# PyTorch: Using MLflow and Optuna for experiment tracking and hyperparameter optimization

## Imports

In [9]:
import optuna
import mlflow
import torch

import torch.nn as nn
import torch.nn.functional as F
import torch.optim as optim

from torchvision import datasets, transforms
from torch.optim.lr_scheduler import StepLR
from mlflow import pytorch
from pprint import pformat

## Network 

In [10]:
class Net(nn.Module):
    def __init__(self, dropout=0.0):
        super(Net, self).__init__()
        self.conv1 = nn.Conv2d(1, 32, 3, 1)
        self.conv2 = nn.Conv2d(32, 64, 3, 1)
        self.dropout1 = nn.Dropout2d(dropout)
        self.dropout2 = nn.Dropout2d(dropout)
        self.fc1 = nn.Linear(9216, 128)
        self.fc2 = nn.Linear(128, 10)

    def forward(self, x):
        x = self.conv1(x)
        x = F.relu(x)
        x = self.conv2(x)
        x = F.relu(x)
        x = F.max_pool2d(x, 2)
        x = self.dropout1(x)
        x = torch.flatten(x, 1)
        x = self.fc1(x)
        x = F.relu(x)
        x = self.dropout2(x)
        x = self.fc2(x)
        output = F.log_softmax(x, dim=1)
        return output
    

## Train and validation functions

In [11]:
# Training loop
def train(model, device, train_loader, optimizer, epoch):
    model.train()
    train_set_size = len(train_loader.dataset)
    num_batches = len(train_loader)
    train_loss = 0.0
    for batch_idx, (data, target) in enumerate(train_loader):
        data, target = data.to(device), target.to(device)
        optimizer.zero_grad()
        output = model(data)
        loss = F.nll_loss(output, target)
        train_loss += loss.item()
        loss.backward()
        optimizer.step()
        if batch_idx % 10 == 0:
            batch_size = len(data)
            print(f"Train Epoch: {epoch} [{batch_idx * batch_size}/{train_set_size} "
                  f"({100. * batch_idx / num_batches:.0f}%)]\tLoss: {loss.item():.6f}")
    avg_train_loss = train_loss / num_batches
    return avg_train_loss

# Testing loop
def validate(model, device, val_loader):
    model.eval()
    val_set_size = len(val_loader.dataset)
    val_loss = 0
    correct = 0
    with torch.no_grad():
        for data, target in val_loader:
            data, target = data.to(device), target.to(device)
            output = model(data)
            val_loss += F.nll_loss(output, target, reduction='sum').item()  # sum up batch loss
            pred = output.argmax(dim=1, keepdim=True)  # get the index of the max log-probability
            correct += pred.eq(target.view_as(pred)).sum().item()

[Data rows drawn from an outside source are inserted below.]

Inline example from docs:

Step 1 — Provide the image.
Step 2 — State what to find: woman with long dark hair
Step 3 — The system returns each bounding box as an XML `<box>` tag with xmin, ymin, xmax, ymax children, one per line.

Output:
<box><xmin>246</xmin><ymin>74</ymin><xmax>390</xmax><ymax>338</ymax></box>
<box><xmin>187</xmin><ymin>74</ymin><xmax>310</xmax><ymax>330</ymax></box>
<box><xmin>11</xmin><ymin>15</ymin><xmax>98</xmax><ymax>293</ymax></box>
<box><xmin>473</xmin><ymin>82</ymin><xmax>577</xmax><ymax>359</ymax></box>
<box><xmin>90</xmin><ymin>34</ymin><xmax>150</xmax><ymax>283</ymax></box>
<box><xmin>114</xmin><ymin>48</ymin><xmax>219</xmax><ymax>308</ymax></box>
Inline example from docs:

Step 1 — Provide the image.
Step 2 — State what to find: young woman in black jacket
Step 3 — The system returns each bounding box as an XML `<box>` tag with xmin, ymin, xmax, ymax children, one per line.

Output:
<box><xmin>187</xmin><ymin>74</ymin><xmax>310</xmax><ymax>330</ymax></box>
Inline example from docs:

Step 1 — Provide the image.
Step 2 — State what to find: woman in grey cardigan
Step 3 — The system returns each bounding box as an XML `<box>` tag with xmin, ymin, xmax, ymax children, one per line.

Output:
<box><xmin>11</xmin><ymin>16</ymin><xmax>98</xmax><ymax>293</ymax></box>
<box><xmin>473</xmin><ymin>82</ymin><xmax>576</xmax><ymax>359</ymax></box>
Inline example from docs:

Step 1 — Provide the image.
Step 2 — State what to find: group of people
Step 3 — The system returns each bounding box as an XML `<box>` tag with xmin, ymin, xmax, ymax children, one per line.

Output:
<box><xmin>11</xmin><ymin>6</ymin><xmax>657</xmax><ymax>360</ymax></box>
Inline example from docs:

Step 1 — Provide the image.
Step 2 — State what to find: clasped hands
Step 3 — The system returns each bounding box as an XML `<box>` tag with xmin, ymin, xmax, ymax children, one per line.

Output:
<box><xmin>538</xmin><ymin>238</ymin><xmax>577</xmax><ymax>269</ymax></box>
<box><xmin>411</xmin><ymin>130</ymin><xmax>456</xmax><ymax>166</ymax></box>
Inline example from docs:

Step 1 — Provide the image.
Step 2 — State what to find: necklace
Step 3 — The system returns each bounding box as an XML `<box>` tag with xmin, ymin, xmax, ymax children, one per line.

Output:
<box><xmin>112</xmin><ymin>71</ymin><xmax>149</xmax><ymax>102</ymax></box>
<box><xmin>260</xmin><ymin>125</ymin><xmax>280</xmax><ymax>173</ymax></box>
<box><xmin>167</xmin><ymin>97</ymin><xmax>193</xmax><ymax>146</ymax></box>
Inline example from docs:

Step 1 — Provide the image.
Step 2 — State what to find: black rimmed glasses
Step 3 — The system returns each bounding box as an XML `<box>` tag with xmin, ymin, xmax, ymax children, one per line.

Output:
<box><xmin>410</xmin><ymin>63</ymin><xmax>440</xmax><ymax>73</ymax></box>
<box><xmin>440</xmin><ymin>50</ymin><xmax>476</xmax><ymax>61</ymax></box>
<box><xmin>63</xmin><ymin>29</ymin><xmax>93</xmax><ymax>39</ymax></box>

    val_loss /= val_set_size

    print(f"Test set: Average loss: {val_loss:.4f}, Accuracy: {correct}/{val_set_size} "
          f"({100. * correct / val_set_size:.0f}%)\n")
    return val_loss

## Main

In [12]:

# Obtain hyperparameters for this trial
def suggest_hyperparameters(trial):
    # Obtain the learning rate on a logarithmic scale
    lr = trial.suggest_float("lr", 1e-4, 1e-1, log=True)
    # Obtain the dropout ratio in a range from 0.0 to 0.9 with step size 0.1
    dropout = trial.suggest_float("dropout", 0.0, 0.9, step=0.1)
    # Obtain the optimizer to use by name
    optimizer_name = trial.suggest_categorical("optimizer_name", ["Adam", "Adadelta"])

    print(f"Suggested hyperparameters: \n{pformat(trial.params)}")
    return lr, dropout, optimizer_name

In [13]:
def get_mnist_dataloaders(batch_size=8):
    # Load the MNIST train and test datasets and save them to ./data
    mnist_train = datasets.MNIST('./data', train=True, download=True, transform=transforms.Compose([
                                               transforms.ToTensor(),
                                               transforms.Normalize((0.1307,), (0.3081,))
                                           ]))
    train_loader = torch.utils.data.DataLoader(mnist_train,
                                                       batch_size=batch_size,
                                                       shuffle=True)
    mnist_test = datasets.MNIST('./data', train=False, download=True, transform=transforms.Compose([
                                               transforms.ToTensor(),
                                               transforms.Normalize((0.1307,), (0.3081,))
                                           ]))
    val_loader = torch.utils.data.DataLoader(mnist_test,
                                                      batch_size=1000,
                                                      shuffle=True)
    return train_loader, val_loader

In [14]:
def objective(trial):
    print("\n********************************\n")
    best_val_loss = float('Inf')
    
    # Start a new mlflow run
    with mlflow.start_run():
        # Get hyperparameter suggestions created by optuna and log them as params using mlflow
        lr, dropout, optimizer_name = suggest_hyperparameters(trial)
        mlflow.log_params(trial.params)

        # Use CUDA if GPU is available and log device as param using mlflow
        device = torch.device("cuda" if torch.cuda.is_available() else "cpu")
        mlflow.log_param("device", device)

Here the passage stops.